IdeaFIX RTT histogram

Quickfix/J

Here are the numbers for QuickFIX/J on the same instance (TCP) :

population mean = 60155.44 ns
sampled mean = 60341.26 ns
std dev. = 4656.07 ns
sample size = 104
Percentiles:
	1.00th percentile = 56689.39 ns
	5.00th percentile = 57100.56 ns
	50.00th percentile = 58578.18 ns
	90.00th percentile = 67866.25 ns
	95.00th percentile = 69053.48 ns
	99.00th percentile = 74685.56 ns
	99.99th percentile = 116496.26 ns
QuickFIX/J RTT histogram

QuickFIX/J RTT histogram

Conclusions

Two main observations can be made :

A lot of effort has been put in the threading model, the lock-free architecture and low allocation rate, precisely to insure predictable response times. On the other hand, QuickFIX/J uses coarse-grained locks, sleeps, high allocation rate with higher GC usage, etc. These are the main causes of RTT jitter.

On a last note, this also demonstrates that, with current JVMs, GC activity is a moderate source of latencies (in the ~µs range) compared to I/O (mostly network), thread sleeps and context switching. It’s a widespread misunderstanding in financial technology.

The IdeaFIX run above is, in fact, running the GC at a low frequency but the OS scheduler with the extra core count manages to mitigate its effect. In effect, the RTT variance stays very low.
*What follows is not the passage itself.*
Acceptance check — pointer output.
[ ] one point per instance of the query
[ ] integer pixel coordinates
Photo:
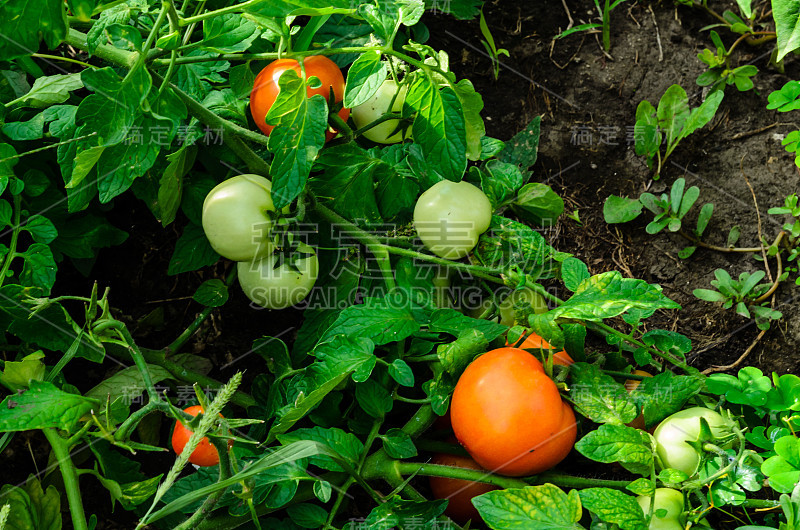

Saying that, IdeaFIX does include a GC-free mode. That means, however, that the client code also has to be garbage-free wich brings significant design challenges.

IdeaFIX on high-end specs

Configuration

For this in-depth benchmarking, I’ve chosen to go for a dedicated bare metal AX102 server @ Hetzner running debian 12

AMD Ryzen 9 7950X3D 16-Core Processor
128GiB System Memory
1920GB NVMe disk SAMSUNG MZQL21T9HCJR-00A07

I’ll follow the instructions in the install script in the SDK debian_setup_script

Out of the box, the debian linux kernel is not fully optimised for this recent hardware. With a back-ported kernel, it’s easy to get significant boost but I chose to go for a fully re-compiled kernel and I used the linux tkg repo

git clone https://github.com/Frogging-Family/linux-tkg.git
cd linux-tdg
./install.sh install

Default parameters are very good. The CPU generation is zen4 and I went for a fully tickless kernel. Now time to add a few boot-time parameters by editing /etc/default/grub

GRUB_CMDLINE_LINUX_DEFAULT="consoleblank=0 quiet threadirqs transparent_hugepage=never nosoftlockup audit=0 mitigations=off processor.max_cstate=1 mce=ignore_ce preempt=none"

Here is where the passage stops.